The best fiction — or at least the fiction I like best — walks the difficult balance between depicting a sense of place and culture so vividly that the reader feels introduced into a world they’ve never visited before, while also touching chords that are universal so the reader can relate to something, or someone, in the story. Fatima Farheen Mirza’s new novel A Place for Us strikes this balance perfectly for me. It’s one of the best books I’ve read in 2018.

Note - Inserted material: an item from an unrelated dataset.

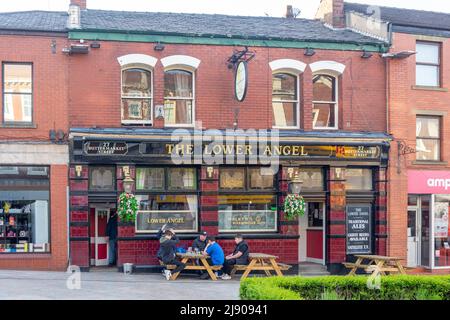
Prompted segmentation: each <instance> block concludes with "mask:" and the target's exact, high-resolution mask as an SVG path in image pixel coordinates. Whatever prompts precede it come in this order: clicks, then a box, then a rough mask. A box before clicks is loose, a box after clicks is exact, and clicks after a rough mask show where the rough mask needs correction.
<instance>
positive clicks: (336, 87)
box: [312, 72, 339, 130]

The novel tells the story of an Muslim family, Layla and Rafiq and their three children Hadia, Huda and Amar. Layla and Rafiq moved to the US from India shortly after their (arranged) marriage; all three of the children are US-born. This is a novel about an immigrant family growing up in American during the post-9/11 era (the children are all in school in 2001, and Amar gets into a fight with some boys at school who say his father looks like a terrorist, while the devout Rafiq tells his daughters to stop wearing hijab to school because it may expose them to greater prejudice). It’s a story about a family navigating the balance between preserving their traditional religion/culture and adapting to the culture of their new country. But most importantly it’s just a very vivid, moving, deeply felt family story, about the ways in which family members love, hurt, help and betray one another.
The world of a Muslim family in California in the early 2000s is obviously a foreign one to me, but the world of a devoutly religious family from a small, tight-knit faith community is, just as obviously, pretty familiar to me, and it was here I found the universality of this book, the parts I related to so deeply. The experience Layla and Rafiq have of trying to raise their three children with their community’s values, their hope that their children will be observant Muslims, their attempt to wrestle with the reality of those kids growing up and making their own choices that don’t always fit within the community they were raised in — well, let’s just say that as a Seventh-day Adventist parent of young adults, these struggles felt very poignant and relatable. The ending, particularly, was heart-wringing for me and it touched me deeply.
Another thing that deeply impressed me with this novel was when I read the author bio at the end and realized how young Fatima Mirza is — not yet thirty. It doesn’t surprise me that she could so effectively depict Hadia, Huda and Amar growing up in their dual world as children of immigrants — but she also explores Layla’s and Rafiq’s points of view with a depth and sensitivity I’d expect from an older author who has already raised children and seen them grow to maturity. For a writer as young as Mirza is to capture the parents’ perspective so vividly speaks of both immense skills as a writer and tremendous empathy and insight as a human being.
I read this book while on a trip to England, and for me, the books I read while travelling often carry echoes of the places where I read them, the trains and subway cars I sat in while turning the (real or virtual) pages. Reading this book reminds me of my first trip to England 30+ years ago, when one of the books I was reading became deeply entangled with my own feelings about someone I’d left behind back home. Reading A Place for Us while travelling around London has been the same kind of experience to me — a book that opens a door into another world, and finding the door contains a mirrored panel that reflects my own world back to me. I won’t forget this book soon, and I look forward to reading whatever Mirza writes next.